Um estudo de 2022 descobriu que 76,65% dos participantes usaram fitoterápicos. A maioria disse que o usou porque acreditava que era eficaz. Mais de um terço combinou tratamentos fitoterápicos e convencionais, enquanto 82,44% não informaram seus médicos.
Fidelis disse que o problema se tornou mais visível online, observando que os golpistas até usaram versões de sua imagem geradas por IA para promover produtos falsos.
“Se não houver consequências em mentir sobre cuidados de saúde online, as pessoas continuarão a fazê-lo”, disse ele.
Reguladores lutam para acompanhar
A Agência Nacional de Administração e Controle de Alimentos e Medicamentos (NAFDAC) afirma que está trabalhando para rastrear fabricantes não registrados, mas a fiscalização continua difícil, especialmente online.
O diretor zonal sudoeste do NAFDAC, Isaac Kolawole, disse que muitos vendedores usam endereços falsos ou incompletos, tornando-os difíceis de rastrear.
“Com o grande volume de produtos online, a fiscalização tem alcance limitado”, disse ele à Al Jazeera.

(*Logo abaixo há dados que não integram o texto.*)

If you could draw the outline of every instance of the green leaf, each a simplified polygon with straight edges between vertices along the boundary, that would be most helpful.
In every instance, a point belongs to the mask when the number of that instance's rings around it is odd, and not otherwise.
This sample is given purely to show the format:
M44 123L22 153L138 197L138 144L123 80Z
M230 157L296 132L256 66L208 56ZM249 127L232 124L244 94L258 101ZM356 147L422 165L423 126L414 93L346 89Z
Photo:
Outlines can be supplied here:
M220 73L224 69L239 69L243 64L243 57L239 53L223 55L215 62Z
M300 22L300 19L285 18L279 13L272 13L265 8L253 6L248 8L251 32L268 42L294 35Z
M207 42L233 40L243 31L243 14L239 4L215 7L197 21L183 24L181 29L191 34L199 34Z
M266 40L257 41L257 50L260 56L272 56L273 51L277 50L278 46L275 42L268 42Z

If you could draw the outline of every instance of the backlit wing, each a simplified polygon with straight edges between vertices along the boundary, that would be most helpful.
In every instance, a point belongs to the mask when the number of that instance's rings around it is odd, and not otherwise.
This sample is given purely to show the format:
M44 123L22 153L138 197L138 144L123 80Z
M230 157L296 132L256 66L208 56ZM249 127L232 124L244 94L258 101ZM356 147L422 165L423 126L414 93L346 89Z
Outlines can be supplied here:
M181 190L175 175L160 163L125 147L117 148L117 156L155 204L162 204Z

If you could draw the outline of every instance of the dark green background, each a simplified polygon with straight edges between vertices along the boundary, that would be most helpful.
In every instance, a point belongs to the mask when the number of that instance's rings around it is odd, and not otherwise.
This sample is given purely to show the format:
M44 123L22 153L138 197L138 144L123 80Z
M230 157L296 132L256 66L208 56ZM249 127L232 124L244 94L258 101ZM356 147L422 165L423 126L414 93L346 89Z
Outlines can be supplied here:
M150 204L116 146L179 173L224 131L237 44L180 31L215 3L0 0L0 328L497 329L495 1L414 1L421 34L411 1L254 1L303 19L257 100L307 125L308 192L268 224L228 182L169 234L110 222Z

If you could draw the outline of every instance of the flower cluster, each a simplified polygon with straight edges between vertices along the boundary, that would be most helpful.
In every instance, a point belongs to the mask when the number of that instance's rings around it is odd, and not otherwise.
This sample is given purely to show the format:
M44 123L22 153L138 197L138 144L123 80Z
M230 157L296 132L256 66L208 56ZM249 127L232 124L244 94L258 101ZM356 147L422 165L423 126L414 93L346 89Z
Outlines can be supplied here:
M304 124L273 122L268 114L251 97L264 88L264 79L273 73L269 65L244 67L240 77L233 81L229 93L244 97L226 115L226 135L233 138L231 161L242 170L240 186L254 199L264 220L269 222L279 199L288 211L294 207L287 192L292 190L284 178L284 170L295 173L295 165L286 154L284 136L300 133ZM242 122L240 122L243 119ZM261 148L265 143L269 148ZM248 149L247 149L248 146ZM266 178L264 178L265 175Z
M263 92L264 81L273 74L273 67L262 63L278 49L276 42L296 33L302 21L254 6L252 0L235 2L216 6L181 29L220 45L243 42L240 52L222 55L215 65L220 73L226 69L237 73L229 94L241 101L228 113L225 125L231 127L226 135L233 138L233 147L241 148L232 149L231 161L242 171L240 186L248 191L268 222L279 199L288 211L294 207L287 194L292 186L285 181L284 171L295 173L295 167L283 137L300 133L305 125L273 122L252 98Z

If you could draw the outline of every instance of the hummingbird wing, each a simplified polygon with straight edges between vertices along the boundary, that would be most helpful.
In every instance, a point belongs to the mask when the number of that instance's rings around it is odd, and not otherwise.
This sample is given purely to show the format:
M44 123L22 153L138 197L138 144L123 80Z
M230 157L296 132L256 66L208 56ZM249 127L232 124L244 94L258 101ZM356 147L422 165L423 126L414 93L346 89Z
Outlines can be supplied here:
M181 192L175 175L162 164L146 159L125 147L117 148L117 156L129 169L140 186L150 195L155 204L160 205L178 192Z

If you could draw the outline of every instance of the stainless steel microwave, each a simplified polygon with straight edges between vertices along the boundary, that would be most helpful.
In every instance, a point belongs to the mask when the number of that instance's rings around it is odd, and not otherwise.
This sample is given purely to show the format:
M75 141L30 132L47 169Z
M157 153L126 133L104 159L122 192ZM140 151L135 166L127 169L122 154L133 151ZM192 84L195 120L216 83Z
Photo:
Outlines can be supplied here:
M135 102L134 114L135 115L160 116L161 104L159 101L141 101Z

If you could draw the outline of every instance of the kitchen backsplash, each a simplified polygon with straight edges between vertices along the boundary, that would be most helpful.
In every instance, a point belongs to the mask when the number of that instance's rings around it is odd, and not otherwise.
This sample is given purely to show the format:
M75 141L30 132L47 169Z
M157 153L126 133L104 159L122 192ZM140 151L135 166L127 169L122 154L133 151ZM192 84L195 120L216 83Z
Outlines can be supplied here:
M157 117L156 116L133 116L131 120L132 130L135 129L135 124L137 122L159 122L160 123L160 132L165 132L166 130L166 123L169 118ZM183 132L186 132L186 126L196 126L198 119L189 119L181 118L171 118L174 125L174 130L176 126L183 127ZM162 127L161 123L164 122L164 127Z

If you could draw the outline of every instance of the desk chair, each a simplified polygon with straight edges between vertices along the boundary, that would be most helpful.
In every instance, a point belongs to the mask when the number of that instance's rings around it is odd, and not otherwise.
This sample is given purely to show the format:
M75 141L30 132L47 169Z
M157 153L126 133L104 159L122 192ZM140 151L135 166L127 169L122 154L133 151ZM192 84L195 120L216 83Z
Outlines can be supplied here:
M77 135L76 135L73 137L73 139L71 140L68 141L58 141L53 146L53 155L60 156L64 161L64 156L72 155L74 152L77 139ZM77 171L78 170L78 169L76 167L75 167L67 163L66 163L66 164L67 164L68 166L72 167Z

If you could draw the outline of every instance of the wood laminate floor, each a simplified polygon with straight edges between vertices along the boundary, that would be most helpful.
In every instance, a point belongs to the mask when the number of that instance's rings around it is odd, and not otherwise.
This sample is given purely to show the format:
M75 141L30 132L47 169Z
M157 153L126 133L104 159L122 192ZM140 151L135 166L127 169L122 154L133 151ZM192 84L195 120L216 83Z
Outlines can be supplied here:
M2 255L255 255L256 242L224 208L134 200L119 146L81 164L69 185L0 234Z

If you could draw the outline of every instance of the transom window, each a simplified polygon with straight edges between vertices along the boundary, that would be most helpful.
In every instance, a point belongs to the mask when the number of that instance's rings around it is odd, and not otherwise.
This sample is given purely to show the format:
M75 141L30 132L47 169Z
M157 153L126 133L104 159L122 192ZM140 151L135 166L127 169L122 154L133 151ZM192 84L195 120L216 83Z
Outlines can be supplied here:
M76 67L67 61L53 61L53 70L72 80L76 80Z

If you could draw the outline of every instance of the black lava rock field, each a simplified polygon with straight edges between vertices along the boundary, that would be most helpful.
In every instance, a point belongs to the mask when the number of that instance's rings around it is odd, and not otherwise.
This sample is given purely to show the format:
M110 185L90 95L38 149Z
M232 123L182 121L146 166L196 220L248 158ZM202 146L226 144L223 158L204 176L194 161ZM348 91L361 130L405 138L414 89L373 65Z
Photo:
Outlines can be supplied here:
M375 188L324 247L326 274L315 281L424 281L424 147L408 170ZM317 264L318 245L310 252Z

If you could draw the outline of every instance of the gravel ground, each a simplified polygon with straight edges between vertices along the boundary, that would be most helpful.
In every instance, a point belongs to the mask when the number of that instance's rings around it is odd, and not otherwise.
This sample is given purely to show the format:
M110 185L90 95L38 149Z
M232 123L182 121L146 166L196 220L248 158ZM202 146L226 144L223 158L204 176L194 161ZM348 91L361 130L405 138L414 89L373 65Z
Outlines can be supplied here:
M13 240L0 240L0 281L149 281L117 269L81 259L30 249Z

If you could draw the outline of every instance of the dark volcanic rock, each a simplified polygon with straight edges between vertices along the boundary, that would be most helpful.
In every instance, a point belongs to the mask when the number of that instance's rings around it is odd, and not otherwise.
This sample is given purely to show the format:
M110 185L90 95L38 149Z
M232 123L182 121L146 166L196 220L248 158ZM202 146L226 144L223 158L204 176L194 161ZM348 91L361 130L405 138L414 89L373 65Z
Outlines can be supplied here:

A NAFDAC exige registo, testes e aprovação rigorosos antes de os produtos à base de plantas poderem ser vendidos ou publicitados, mas afirma que a regulamentação não acompanhou o comércio online.
Kolawole disse que a agência tomou medidas coercivas contra fabricantes não conformes, incluindo multas, mas insistiu que seu objetivo é a regulamentação, não a supressão.
“Eles são nossos parceiros no progresso”, disse ele.
Fidelis acredita que uma regulamentação mais forte por si só não é suficiente. Ele disse que o acesso a cuidados de saúde acessíveis deve melhorar, a confiança do público deve ser reconstruída e as plataformas digitais devem assumir a responsabilidade pelos conteúdos de saúde que amplificam.
À medida que a economia digital da Nigéria se expande, alertou ele, a intersecção entre tecnologia e cuidados de saúde só se tornará mais complexa.
“Sem salvaguardas mais fortes”, disse ele, “o boticário algorítmico continuará a crescer e a colocar mais pessoas em risco”.